Friday, March 19, 2021

The Ouroboros

The Ouroboros is a snake that eats its own tail.

It is a symbol of unity, of something that embraces the whole universe. You can interpret it in many ways. In one way, you understand that this totality is made out of a paradox. That a lot of truths about the universe are contradictory, but nevertheless what makes it real. For instance, "there is no absolute truth and this is an absolute truth." But more than that, something that is finite (like a snake), but infinite in its shape. 

You can also interpret it in the sense what the universe does, it does it to itself. You can't act on anything out of it and there is nothing acting on it. Enclosed circle. The snake is a symbol for what is earthly, animalistic, receptive, concrete and not abstract, something that crawls and lies in our unconscious. 

The ouroboros is, like the circle, a symbol of being complete, full, eternal and at the same times this can only be because you are also finite, incomplete (like a snake seeking to bite something) and momentary.

It essentially represents how existence is a never-ending cycle powered by itself. The tree of life is a way more in depth exploration of this idea (the top triad's process for example: kether giving chokhmah the juice to create a huge blast of energy that binah gathers).

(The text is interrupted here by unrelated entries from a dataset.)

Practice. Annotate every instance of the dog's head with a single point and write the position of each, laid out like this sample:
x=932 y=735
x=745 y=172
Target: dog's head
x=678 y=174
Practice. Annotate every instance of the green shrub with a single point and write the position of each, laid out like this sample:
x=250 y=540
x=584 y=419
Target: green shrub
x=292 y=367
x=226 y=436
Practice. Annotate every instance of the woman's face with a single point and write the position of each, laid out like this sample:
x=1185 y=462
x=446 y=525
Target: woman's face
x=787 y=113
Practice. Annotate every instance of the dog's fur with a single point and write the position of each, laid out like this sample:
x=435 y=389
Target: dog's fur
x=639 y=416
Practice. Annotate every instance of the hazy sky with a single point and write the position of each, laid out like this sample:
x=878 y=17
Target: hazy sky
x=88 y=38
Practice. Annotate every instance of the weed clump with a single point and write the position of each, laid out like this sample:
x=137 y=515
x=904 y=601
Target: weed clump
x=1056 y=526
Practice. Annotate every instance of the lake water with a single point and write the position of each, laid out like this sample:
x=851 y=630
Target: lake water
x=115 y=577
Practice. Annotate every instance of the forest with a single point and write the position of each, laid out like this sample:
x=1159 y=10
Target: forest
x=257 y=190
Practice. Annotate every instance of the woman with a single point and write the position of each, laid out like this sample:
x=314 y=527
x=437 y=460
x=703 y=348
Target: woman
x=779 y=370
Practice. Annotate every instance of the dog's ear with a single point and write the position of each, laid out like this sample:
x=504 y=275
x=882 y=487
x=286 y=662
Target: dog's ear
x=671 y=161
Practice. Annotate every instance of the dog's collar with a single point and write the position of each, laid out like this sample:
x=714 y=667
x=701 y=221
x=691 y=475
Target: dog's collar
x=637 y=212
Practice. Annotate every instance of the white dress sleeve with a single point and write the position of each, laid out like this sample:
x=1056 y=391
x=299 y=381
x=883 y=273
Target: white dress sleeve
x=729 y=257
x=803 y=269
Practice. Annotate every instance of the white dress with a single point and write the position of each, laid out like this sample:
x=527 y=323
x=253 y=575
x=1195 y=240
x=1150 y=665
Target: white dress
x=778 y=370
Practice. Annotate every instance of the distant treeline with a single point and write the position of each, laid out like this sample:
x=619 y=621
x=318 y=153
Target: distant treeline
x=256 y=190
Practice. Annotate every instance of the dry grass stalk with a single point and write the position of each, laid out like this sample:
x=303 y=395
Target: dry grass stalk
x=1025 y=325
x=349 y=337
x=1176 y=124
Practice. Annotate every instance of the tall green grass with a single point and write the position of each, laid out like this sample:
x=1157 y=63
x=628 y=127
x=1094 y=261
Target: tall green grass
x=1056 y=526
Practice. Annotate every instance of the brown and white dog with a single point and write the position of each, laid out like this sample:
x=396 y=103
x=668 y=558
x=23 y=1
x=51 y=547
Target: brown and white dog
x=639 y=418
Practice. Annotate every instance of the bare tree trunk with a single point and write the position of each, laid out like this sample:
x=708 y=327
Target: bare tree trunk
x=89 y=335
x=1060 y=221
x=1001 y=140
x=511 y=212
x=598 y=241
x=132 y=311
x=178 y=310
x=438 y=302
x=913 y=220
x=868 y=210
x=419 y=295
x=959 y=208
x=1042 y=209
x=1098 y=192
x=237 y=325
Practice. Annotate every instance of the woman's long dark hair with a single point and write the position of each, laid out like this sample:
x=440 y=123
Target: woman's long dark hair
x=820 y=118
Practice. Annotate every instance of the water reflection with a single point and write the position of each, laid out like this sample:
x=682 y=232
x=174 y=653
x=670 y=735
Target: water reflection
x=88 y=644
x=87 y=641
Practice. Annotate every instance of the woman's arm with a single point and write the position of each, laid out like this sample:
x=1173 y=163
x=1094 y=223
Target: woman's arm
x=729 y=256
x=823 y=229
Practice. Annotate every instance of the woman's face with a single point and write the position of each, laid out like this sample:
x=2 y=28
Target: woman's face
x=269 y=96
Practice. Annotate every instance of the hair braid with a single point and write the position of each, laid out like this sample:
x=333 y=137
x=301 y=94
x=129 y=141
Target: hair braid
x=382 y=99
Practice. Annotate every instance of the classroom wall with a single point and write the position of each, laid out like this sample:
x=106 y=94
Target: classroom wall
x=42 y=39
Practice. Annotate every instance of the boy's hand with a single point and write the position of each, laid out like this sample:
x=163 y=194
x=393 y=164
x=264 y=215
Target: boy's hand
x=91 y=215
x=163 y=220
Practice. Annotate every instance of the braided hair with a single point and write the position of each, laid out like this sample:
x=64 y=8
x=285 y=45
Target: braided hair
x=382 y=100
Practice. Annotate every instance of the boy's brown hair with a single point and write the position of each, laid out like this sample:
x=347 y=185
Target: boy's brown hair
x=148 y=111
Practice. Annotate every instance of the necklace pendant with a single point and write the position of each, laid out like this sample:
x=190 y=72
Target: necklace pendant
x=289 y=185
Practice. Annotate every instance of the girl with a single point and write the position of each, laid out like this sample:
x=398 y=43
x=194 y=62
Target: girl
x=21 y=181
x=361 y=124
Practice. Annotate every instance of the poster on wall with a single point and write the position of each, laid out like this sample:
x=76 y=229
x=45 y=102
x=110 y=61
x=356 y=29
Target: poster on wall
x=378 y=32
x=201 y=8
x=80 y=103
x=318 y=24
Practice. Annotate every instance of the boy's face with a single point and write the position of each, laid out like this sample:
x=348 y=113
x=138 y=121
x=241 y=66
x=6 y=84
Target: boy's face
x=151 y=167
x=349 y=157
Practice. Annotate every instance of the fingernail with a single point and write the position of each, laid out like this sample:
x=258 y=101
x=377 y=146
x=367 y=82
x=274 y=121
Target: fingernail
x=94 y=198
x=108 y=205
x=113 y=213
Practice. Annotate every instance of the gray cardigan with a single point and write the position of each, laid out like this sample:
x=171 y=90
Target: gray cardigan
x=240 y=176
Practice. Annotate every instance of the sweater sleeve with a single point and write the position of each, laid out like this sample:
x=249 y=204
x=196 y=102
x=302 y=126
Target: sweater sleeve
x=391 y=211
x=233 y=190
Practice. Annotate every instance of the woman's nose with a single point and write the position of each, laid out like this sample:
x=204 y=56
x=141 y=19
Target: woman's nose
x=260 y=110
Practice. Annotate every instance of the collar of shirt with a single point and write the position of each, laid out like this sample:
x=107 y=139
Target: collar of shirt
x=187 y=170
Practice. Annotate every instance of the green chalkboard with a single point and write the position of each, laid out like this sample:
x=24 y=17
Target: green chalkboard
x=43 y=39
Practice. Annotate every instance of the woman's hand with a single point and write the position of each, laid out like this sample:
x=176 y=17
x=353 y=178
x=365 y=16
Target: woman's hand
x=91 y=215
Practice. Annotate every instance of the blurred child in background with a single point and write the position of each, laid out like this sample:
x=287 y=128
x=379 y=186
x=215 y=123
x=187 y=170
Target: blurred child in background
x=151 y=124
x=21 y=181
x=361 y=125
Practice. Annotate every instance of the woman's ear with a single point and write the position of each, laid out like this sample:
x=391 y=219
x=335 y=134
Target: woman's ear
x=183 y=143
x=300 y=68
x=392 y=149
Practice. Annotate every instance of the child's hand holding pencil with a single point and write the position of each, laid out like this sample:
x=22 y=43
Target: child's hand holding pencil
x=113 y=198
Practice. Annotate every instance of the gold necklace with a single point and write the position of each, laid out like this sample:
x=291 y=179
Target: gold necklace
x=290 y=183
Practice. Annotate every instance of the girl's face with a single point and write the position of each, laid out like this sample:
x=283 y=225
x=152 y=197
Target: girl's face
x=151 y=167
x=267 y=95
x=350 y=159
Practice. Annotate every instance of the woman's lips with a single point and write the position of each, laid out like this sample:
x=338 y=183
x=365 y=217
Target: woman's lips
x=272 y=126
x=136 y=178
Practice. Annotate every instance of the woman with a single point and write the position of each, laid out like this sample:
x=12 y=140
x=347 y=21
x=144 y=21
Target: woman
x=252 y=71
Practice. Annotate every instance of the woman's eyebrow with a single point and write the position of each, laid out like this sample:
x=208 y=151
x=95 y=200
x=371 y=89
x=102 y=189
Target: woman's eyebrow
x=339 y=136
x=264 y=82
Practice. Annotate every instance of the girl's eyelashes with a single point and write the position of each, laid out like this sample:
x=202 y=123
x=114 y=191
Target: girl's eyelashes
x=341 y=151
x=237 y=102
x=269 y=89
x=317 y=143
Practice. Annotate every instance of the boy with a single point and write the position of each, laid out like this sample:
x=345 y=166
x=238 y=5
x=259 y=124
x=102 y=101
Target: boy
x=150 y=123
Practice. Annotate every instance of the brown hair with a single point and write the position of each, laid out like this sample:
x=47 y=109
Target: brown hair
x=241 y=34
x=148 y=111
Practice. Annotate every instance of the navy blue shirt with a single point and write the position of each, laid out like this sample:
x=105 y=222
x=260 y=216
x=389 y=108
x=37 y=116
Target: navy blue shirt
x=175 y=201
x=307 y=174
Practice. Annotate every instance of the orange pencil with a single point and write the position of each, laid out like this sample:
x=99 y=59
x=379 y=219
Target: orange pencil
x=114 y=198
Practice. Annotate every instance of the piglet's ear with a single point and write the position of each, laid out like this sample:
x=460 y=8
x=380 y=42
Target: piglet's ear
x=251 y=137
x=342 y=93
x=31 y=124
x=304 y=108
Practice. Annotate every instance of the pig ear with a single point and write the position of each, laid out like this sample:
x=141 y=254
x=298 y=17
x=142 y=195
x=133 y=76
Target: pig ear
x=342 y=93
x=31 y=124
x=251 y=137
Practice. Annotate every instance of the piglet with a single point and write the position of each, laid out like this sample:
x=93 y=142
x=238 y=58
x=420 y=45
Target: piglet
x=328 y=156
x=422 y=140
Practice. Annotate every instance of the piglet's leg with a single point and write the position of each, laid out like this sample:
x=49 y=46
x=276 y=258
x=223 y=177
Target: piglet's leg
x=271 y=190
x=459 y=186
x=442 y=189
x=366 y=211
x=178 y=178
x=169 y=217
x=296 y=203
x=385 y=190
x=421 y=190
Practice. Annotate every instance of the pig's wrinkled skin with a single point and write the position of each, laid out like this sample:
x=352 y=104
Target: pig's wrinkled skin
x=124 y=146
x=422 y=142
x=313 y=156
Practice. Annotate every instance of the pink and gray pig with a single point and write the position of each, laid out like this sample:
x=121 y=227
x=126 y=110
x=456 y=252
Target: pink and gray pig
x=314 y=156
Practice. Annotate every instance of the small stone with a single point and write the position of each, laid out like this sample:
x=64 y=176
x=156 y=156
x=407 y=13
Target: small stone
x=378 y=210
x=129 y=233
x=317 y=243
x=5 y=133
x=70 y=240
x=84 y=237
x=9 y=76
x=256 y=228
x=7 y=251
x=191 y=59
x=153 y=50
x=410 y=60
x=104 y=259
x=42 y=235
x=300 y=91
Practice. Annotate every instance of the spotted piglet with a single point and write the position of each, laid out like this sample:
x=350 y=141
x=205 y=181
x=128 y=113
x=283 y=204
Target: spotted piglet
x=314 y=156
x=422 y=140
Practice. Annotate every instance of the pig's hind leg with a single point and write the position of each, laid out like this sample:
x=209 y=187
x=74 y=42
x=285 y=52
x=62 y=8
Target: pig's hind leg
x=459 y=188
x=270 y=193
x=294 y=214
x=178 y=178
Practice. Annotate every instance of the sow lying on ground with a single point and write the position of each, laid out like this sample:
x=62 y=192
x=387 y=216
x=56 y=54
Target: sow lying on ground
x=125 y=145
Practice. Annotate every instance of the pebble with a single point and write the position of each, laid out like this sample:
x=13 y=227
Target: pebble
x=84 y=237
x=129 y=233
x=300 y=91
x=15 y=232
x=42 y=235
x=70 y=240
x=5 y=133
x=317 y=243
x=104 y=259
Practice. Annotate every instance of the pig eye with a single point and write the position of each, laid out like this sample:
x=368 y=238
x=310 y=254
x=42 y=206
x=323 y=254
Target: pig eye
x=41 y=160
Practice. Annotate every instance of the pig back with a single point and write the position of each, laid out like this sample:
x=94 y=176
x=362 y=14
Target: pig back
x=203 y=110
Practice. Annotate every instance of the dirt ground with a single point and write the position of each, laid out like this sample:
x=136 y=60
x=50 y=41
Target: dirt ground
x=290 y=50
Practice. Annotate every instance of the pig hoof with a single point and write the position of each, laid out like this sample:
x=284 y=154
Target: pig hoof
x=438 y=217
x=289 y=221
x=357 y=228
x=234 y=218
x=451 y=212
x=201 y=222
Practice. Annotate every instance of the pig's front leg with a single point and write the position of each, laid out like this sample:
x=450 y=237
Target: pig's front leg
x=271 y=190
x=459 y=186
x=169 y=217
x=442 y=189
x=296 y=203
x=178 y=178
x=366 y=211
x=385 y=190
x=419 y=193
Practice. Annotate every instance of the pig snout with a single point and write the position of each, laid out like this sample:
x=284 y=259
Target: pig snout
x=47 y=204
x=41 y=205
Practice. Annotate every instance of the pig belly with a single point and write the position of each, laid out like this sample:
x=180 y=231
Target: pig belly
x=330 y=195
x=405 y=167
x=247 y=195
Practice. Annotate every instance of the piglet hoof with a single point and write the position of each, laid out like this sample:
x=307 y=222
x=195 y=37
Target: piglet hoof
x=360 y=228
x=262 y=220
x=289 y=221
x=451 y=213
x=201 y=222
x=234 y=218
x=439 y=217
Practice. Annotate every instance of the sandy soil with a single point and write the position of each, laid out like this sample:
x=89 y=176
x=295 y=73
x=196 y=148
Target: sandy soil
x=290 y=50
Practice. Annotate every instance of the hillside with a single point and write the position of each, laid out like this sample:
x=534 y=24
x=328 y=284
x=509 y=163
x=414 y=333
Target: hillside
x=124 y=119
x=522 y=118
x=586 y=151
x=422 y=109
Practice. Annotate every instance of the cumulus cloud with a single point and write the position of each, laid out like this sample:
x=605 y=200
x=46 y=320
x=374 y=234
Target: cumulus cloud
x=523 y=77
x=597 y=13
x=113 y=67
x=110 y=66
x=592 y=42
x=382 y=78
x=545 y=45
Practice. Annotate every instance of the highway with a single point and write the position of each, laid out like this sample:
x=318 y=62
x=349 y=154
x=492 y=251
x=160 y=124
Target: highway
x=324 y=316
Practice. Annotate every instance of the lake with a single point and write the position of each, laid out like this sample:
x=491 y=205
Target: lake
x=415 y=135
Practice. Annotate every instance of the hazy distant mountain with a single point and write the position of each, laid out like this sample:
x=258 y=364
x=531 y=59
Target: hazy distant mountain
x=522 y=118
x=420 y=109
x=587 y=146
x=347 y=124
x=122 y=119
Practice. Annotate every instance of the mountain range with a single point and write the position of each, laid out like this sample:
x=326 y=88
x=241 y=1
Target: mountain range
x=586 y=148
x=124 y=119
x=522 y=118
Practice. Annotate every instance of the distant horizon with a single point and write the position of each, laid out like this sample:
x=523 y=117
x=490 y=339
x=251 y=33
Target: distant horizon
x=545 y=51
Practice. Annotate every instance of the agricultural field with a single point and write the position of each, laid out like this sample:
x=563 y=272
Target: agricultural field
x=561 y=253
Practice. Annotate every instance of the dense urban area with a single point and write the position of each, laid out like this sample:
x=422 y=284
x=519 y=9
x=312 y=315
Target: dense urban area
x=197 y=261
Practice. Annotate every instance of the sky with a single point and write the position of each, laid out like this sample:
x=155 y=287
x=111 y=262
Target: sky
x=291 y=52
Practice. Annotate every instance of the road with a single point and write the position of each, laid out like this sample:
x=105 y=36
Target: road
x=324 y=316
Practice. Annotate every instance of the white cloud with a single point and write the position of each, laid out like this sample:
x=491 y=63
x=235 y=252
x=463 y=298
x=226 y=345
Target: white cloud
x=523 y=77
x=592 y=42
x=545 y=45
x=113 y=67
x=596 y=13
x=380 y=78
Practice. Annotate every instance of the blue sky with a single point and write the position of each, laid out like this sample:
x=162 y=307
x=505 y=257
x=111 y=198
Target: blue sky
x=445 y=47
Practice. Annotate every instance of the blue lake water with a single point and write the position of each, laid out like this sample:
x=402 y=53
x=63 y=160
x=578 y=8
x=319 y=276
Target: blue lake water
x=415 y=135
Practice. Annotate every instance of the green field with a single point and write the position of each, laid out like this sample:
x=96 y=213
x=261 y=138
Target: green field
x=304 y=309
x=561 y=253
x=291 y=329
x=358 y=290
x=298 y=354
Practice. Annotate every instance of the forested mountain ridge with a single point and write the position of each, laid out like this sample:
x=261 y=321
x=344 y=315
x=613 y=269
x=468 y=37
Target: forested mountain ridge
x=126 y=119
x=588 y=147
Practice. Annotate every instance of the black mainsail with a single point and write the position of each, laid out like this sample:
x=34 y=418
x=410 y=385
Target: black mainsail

It can also be seen as a representation of duality, the combined flow of the expansive and receptive forces in our universe (yang/yin, fire/water shiva/shakti, etc). The serpent is simultaneously and continuously expanding outwards and then being received into itself, to expand outwards again, ad infinitum. In this way, it could be compared to the taijitu or the star of david (and is often combined with the latter, which is a more straightforward symbol of duality).

It is constantly devouring the tip of the tail (receptive), swallowing it and then continuing to grow through the nutrition gained from doing so (expansive). For every inch it swallows, a new inch grows along it's body - it's mouth never gets any further along it's own body because it is continually growing as it eats.

Nietzsche turned to it as a symbol when he got weak kneed about God being dead. He couldn't hack a universe without purpose, so settled on eternal cyclicity to add a firmer outline to his worldview.

In Norse mythology Jormungandr (Midgard serpent) kept growing from when the earth was young until it could bite its own tail and when that happened, Ragnarok began. Though never specifically stated that Ragnarok began when it finished growing, the texts state it had finished growing upon Ragnarok, so I think it is fair to say that the symbolism is apparent here. 

Notice how it is a representation of time and it was eventually killed by Thor. Perhaps Thor could be seen as a Norse parallel of the Hindu God Shiva. 

Whether or not the many creators of this myth over time knew consciously what it represented or not it does not matter because the unconscious mind did, and the unconscious mind expressed itself in these myths. 

Carl Jung
There is a reason religion is so intrinsic with us humans. It's not simply a creation founded by fleeting thoughts, but something created in a way in which our unconscious mind recognizes and asserts as life and the many intricacies of it. We cannot easily dive into our unconscious mind, thus religion is there as a conduit to our unconscious and that is why people drift to certain gods and ideals over others.